Hmm… so it looks like the floating point arithmetic is running out of decimals to distinguish the input values close to 0. Do you think this might be the culprit?


UPDATE:

I added another variable and attached an appropriate limit to it.

functions {
  real invBetaSpec(real x);
  real normal_lcdf3(real x);
}

data {
  int N; //Num trials
  int M, //Num covariates
  int y[N]; //Observations,
  
  // covariates
  matrix[M,N] X;
}

parameters {
  row_vector[M] beta;
  real beta0;
}

transformed parameters {
  row_vector[N] alpha;
  vector[N] not_Logistic_alpha;
  real<upper=-1e-7> exp_val;
  
  alpha = beta*X;
  
  alpha += beta0;
  
  for (n in 1:N){
    exp_val = normal_lcdf3(alpha[n]);
    not_Logistic_alpha[n] = invBetaSpec(exp(exp_val));
  }
}

model{
  beta ~ std_normal();
  beta0 ~ std_normal();
  
  y ~ bernoulli(not_Logistic_alpha);
}

Just tried running and I’m still waiting for the first 100 warmup samples so I’m assuming that wasn’t the cause!

That depends on how close invBetaSpec(1.0) and invBetaSpec(0.999998) are. If they’re approximately equal then it’s probably fine.

Too bad the limit doesn’t do anything, see e.g. this. You could use fmin(-1e-7, exp_val) instead.

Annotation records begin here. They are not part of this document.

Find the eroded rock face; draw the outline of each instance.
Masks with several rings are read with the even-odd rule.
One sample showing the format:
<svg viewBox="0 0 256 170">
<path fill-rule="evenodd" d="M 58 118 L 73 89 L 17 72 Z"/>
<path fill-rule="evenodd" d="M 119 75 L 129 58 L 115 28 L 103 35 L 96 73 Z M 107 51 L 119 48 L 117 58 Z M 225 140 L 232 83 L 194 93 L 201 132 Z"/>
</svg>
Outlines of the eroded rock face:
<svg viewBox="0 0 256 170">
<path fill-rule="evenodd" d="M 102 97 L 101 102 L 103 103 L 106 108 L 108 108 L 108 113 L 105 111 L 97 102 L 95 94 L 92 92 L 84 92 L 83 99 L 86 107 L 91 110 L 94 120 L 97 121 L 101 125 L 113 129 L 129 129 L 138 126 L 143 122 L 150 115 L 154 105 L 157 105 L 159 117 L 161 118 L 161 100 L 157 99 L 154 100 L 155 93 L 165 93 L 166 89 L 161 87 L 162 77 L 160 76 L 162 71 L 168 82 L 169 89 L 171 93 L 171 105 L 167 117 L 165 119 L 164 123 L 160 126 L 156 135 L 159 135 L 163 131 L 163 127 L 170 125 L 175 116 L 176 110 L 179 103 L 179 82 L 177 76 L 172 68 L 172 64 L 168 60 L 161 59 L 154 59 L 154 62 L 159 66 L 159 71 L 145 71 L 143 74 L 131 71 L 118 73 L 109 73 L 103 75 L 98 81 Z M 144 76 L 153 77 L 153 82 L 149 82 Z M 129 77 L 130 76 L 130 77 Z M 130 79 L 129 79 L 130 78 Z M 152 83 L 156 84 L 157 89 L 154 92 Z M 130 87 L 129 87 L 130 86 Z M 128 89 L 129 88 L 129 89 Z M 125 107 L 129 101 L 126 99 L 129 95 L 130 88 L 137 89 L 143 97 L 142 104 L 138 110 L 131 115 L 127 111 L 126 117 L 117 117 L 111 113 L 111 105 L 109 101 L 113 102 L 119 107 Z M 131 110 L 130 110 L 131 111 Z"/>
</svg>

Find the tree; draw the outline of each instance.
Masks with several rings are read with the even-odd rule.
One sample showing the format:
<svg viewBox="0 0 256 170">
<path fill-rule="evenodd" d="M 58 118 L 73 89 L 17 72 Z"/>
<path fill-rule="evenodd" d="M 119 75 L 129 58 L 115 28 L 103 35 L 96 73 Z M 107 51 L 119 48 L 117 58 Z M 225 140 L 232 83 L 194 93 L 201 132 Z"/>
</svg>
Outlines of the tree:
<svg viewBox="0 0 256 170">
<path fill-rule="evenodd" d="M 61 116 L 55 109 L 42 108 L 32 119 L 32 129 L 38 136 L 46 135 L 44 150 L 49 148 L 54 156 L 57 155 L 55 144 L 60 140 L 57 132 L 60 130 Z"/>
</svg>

I was suspecting exp and based on the values there is not enough accuracy close to 1. Can you rewrite normal_lcdf3 so that it would take the log value and possibly use numerically more stable computations inside.

That is quite big range.

Yeah what Aki said. Doing anything on the probability scale can cause problems. The bernoulli_logit thing is there to avoid doing exps as much as possible (the regular bernoulli thing breaks all the time).

Thanks for the comments everyone.

The values are “approximately” equal but the gradients aren’t, as you can see below:

I’m guessing you meant rewriting invBetaSpec() to get rid of the need for exp(). The function is simply a wrapper for the ibeta() function from boost. I’ve had a look at how that is implemented and they refer to this paper: https://dl.acm.org/doi/10.1145/131766.131776

For values of x far from 0 they recommend using symmetries and to compute the integral using 1-x instead. However, this doesn’t help the numerical problems that occur when x\approx 1. I can’t see a way to substitute \log x for x right now but I’ll keep thinking.

I managed to make use of log1m_exp() for the Poisson example I had and didn’t experience the same problems. So yeah it most likely is the use of exp() which is the problem.

1 Like

Stan already has inc_beta which is a simple wrapper for boost::math::ibeta (and also beta_cdf).